A few years later, we are at the point where the girls remember their Saturday jobs pretty consistently and do a fairly good job of them. But this wasn’t always the case! It took a few goes for us to get it right.
Apparently, just writing the list and agreeing the pocket money together wasn’t enough for them to develop new habits and do a half decent job of the dusting. (Honestly, HOW DOES THAT LOOK CLEAN TO YOU?!)
I realised after the first couple of frustrating failures that I was being unrealistic in my expectations – if I wanted the kids to take ownership of their new responsibilities, they needed me to support them through teaching, reminders, and monitoring. It’s not a quick win (damn it) but it is something worth taking the time to get right, as they learn more about how to contribute to and run a household, and develop skills that will serve them for the rest of their life.
“The pessimist complains about the wind. The optimist expects it to change. The leader adjusts the sails.” -John Maxwell
The lesson? Embedding change and progress takes time and effort.
Over the last two weeks, I’ve written communicating change to your teams in a way that promotes engagement and creates meaning to build buy-in. The first part of this is the ‘tell’ – the need to provide conviction and clarity about the change you want to see in your organisation and the importance of making it a reality.

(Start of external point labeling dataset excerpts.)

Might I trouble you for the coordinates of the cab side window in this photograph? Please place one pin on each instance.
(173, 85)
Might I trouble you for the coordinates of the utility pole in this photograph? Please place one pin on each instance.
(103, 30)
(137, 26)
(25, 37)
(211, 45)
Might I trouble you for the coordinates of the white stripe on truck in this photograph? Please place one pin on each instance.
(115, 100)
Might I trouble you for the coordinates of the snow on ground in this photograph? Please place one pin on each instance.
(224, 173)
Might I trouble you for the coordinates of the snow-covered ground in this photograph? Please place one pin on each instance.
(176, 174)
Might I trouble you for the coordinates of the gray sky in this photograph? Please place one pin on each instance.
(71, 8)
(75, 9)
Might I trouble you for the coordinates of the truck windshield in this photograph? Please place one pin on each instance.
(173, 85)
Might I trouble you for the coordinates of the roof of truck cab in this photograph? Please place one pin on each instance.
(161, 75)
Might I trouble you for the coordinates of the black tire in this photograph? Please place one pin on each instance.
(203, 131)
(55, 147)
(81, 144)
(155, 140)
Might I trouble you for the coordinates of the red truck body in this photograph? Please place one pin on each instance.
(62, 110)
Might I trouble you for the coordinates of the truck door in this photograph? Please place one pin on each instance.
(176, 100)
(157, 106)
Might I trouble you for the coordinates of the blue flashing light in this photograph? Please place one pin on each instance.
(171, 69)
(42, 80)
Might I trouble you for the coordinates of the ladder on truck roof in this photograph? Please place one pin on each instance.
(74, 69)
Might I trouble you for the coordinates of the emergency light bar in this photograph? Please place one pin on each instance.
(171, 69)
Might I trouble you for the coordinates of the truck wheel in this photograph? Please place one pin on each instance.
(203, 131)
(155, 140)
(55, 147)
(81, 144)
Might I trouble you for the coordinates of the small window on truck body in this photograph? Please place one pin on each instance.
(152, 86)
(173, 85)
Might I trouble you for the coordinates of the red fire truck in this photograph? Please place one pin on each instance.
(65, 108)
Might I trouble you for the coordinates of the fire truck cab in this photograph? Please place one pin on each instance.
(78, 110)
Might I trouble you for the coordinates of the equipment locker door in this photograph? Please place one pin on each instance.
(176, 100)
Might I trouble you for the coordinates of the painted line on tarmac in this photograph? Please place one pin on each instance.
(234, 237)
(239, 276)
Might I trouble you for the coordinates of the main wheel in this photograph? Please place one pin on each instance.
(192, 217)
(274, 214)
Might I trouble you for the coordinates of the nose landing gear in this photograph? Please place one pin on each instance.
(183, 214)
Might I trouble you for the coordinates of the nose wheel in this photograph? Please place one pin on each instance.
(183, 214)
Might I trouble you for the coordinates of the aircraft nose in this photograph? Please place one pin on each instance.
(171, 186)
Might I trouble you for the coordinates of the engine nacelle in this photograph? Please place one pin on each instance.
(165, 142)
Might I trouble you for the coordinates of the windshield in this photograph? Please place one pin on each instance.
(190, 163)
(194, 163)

The second is in the ‘ask’ – asking the right questions to shape meaning and make strategy real.
The final piece in the puzzle is the largest and considers the need for support – how do we embed longer term change in the way we work and deliver outcomes?
Change is constant – how many times have you heard that lately? It's a cliche because it's true. Sometimes it feels like we’ve just rolled out something new when the next big thing hits. But when we take our finger off the pulse, and expect things to run smoothly without any additional tweaking or support, change dies.
Just like I couldn’t expect my girls to just instantly become expert dusters who remembered their chores every week without my input, we can’t expect our teams to stay the course unless we lead by example and provide consistent support.
In the spirit of asking better questions, it’s about asking:
“What isn’t working?”
“How can I help you to do this?”
More importantly, it’s about practising what we preach – if you’re not modelling the importance of doing this stuff and getting it right, why would your people?
Are you providing the support your teams need?